The Victorians combined brass and unprotected cogwheels in their great industrial sculptures of machines. But as design has evolved, the emphasis has swung from aesthetics to safety. Colin Carter explains.

Building machines today isn't the hit-and-miss venture to create a thing of engineering beauty it was in the past. Safety rather than aesthetics rules the design, and we are unlikely to see again industrial sculptures using brass ball governors rotating at high speed at head level.

As technology has evolved, so the need to protect those operating or working around machinery has moved forward. Severe penalties are handed out to companies (and individual company directors under corporate manslaughter legislation) not doing all they can to look after their employees.

As an illustration of the scale of the problem, the Health and Safety Executive reports that in the manufacturing sector in 2004/05 there were 41 fatal injuries, with the number of reported major injuries at 6,078. many more thousands of incidents went unreported. Of course, not all of these were down to poor machine design, but there is, no doubt, room for improvement.

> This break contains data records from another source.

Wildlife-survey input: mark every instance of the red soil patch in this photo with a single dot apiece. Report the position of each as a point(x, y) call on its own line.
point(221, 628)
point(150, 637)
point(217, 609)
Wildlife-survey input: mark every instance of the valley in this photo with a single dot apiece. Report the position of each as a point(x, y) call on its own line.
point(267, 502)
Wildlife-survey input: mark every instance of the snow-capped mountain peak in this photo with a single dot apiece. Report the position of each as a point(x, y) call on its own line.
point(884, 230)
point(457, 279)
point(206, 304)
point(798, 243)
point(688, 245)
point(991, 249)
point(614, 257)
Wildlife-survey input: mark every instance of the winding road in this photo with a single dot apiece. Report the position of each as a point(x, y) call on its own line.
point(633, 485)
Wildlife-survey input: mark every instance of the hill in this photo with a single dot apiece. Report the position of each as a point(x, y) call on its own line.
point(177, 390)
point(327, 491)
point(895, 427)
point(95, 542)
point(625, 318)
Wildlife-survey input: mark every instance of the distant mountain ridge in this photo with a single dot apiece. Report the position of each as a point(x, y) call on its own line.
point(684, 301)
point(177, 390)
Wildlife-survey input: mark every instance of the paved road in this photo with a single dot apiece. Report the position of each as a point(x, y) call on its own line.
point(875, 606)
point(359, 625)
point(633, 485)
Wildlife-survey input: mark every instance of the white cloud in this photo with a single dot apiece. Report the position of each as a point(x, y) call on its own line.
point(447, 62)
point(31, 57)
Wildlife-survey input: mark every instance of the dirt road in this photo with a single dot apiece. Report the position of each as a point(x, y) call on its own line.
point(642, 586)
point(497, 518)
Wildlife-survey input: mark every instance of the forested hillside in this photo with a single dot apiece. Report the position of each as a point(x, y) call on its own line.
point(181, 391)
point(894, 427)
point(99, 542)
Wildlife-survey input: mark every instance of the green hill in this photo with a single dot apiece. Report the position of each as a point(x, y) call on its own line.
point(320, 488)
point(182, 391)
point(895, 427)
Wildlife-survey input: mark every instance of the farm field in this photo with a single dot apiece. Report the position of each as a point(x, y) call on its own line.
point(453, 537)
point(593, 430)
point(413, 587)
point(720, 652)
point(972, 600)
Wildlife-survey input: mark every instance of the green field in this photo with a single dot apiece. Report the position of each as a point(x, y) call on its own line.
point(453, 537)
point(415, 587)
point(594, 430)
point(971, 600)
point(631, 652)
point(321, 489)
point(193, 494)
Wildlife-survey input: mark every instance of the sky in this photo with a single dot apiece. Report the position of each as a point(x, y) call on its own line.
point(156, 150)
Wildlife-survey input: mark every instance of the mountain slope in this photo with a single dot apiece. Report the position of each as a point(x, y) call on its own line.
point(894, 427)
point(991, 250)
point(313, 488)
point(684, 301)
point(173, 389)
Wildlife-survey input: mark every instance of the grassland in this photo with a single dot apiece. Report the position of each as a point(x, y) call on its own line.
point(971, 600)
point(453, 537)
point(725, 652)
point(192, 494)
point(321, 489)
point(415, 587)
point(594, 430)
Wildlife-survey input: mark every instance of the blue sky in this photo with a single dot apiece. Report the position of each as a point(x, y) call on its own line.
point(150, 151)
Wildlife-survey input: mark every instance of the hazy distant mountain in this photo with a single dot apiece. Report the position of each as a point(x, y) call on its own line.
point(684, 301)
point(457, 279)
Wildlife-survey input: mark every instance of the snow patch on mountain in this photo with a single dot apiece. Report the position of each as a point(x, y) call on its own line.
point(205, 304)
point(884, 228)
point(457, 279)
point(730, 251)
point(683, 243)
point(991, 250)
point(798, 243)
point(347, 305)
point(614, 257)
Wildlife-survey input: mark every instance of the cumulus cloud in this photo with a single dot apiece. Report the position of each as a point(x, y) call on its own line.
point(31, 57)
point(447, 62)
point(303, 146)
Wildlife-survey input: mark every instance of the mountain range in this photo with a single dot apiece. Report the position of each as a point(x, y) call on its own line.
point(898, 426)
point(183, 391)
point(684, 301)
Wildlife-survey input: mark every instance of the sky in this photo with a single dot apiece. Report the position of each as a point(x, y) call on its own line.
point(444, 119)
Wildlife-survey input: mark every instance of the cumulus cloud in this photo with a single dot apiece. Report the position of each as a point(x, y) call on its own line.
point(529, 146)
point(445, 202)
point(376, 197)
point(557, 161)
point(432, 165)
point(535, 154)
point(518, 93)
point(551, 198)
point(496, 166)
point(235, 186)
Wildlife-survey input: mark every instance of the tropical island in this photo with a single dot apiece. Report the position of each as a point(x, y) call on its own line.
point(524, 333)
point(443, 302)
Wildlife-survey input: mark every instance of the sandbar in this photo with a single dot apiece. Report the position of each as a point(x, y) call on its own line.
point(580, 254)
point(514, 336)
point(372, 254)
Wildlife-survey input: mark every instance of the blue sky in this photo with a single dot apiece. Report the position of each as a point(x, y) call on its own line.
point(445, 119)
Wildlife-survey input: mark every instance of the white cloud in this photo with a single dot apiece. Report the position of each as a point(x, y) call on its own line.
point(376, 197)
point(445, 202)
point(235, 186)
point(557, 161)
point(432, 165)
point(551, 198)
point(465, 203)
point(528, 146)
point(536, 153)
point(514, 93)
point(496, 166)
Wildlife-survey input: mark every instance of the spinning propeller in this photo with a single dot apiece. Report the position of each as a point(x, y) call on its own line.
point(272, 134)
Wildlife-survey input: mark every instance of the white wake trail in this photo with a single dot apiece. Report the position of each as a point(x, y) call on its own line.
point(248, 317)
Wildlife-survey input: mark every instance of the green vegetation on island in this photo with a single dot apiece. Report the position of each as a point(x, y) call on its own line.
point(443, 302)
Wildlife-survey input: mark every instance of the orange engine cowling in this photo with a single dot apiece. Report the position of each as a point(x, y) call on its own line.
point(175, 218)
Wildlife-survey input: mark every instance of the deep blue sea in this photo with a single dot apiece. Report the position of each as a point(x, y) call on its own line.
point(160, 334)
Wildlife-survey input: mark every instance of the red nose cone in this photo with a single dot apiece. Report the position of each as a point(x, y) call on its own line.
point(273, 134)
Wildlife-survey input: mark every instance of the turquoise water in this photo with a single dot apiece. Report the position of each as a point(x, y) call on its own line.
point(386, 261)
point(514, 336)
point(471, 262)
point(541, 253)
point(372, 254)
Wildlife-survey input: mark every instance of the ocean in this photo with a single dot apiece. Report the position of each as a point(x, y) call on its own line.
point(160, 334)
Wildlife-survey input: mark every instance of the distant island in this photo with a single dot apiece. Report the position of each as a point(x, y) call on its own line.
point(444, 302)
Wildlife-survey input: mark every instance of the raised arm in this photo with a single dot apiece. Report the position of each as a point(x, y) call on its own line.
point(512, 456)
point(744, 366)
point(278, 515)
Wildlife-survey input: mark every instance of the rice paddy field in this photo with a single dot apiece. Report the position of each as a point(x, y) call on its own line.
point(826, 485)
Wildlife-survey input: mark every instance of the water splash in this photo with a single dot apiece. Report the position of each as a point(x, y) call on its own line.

Given this need for safety it is hardly surprising that industrial machinery is subject to a number of standards — with non-conformance attracting enormous legal costs and fines if anything goes wrong. There is a whole raft of legislation coming out of the EU and elsewhere, covering such issues as programmable electronic safety-related systems, programmable electronic control systems and general principles for design.

Staying ahead of the standards game is essential for all machine designers, and a display of competence — including knowledge of all relevant standards — is now mandatory rather than just desirable.

An interesting point was made by Jeff Whiting of Mitsubishi Electric UK, when he highlighted the issues of IEC 61508 — the international standard for electrical, electronic and programmable electronic safety related systems — only being as effective as the people who implement it. 'There is now evidence that IEC 61508 is doing more harm than good for many companies, because it has been so poorly implemented…it is complex and has not been thoroughly understood,' he said.

Whiting added: 'The standard also seeks to acknowledge that safety systems are not often provided as an integral part of a plant or machinery, rather than a discrete add-on, which has proven to be one of the areas of greatest confusion.'

Given this background, what can be done to ensure machinery is safe? The first thing is to undertake a risk assessment of the process and decide what you need to be protecting people from. This can be broadly divided into two areas — safety features designed to prevent things escaping, and those stopping people coming into contact with machinery.

Enclosing machinery completely is one option, but operational and maintenance requirements mean that enclosing only the dangerous elements of the system is often the best way forward. And the hazard may not just be from moving parts — factors such as the escape of gases and fumes, electricity, ionising radiation and high-energy laser emissions all have to be considered.

Another strategy to protect staff is to de-activate machinery automatically in danger zones. So-called 'electro sensitive protective equipment' senses the presence of movement by some simple mechanism such as the breaking of a light beam and automatically switches the machine off to remove any hazards.

Automatic switch-off can also be triggered by installing safety gates with relays at appropriate points — once the gate is opened, all machinery is de-activated until people move from the danger areas and the system is reset.

Another safety measure is to have controls that require double-handed operation. For example, if a metal cutting machine needs to be operated with two hands, there is little or no likelihood of hands straying towards cutters.

In addition to manual circuit breakers, automatic devices can be built into machinery. These are set to shut down the power if the current reaches a certain threshold — at a level indicating an open circuit somewhere in the system — in much the same way as domestic residual current devices protecting lawnmower users.

Vibration control is another consideration, especially where machinery contains delicate components — such as electronics — that you don't want to be shaken apart. Anyone who has had a laptop fall apart with relatively limited mechanical disturbance will vouch for that. And vibration often has a high level of noise associated with it, which can mean the machinery falls foul of yet more legislation.

There is also the possibility that people working near vibrating machinery may be at risk. The HSE highlights the effects, and if a firm doesn't take the necessary steps to protect operators the consequences could be serious as there are a set of 'Control of Vibration at Work' regulations in place.

So how can vibrations be minimised in industrial machines? Put very simply, vibration control essentially involves placing material between the machine and the outside environment to absorb the emitted vibrational energy.

Devices to control this come in various forms. rubber mounts — as pads or springs, for example — as part of an isolation system can effectively decouple vibrations from surroundings. In the case of panel flutter, a well-designed vibration mount could reduce or eliminate the noise. Of course, further isolation can be achieved by mounting the machine on a vibration-absorbing base, such as rubber mats or pads. But it is important to think through a vibration control strategy at the design stage for maximum benefit.

There are, of course, many more aspects of safety in machinery design, but it's clear that designing to 'best practice' principles is essential — for safety, efficiency and legality.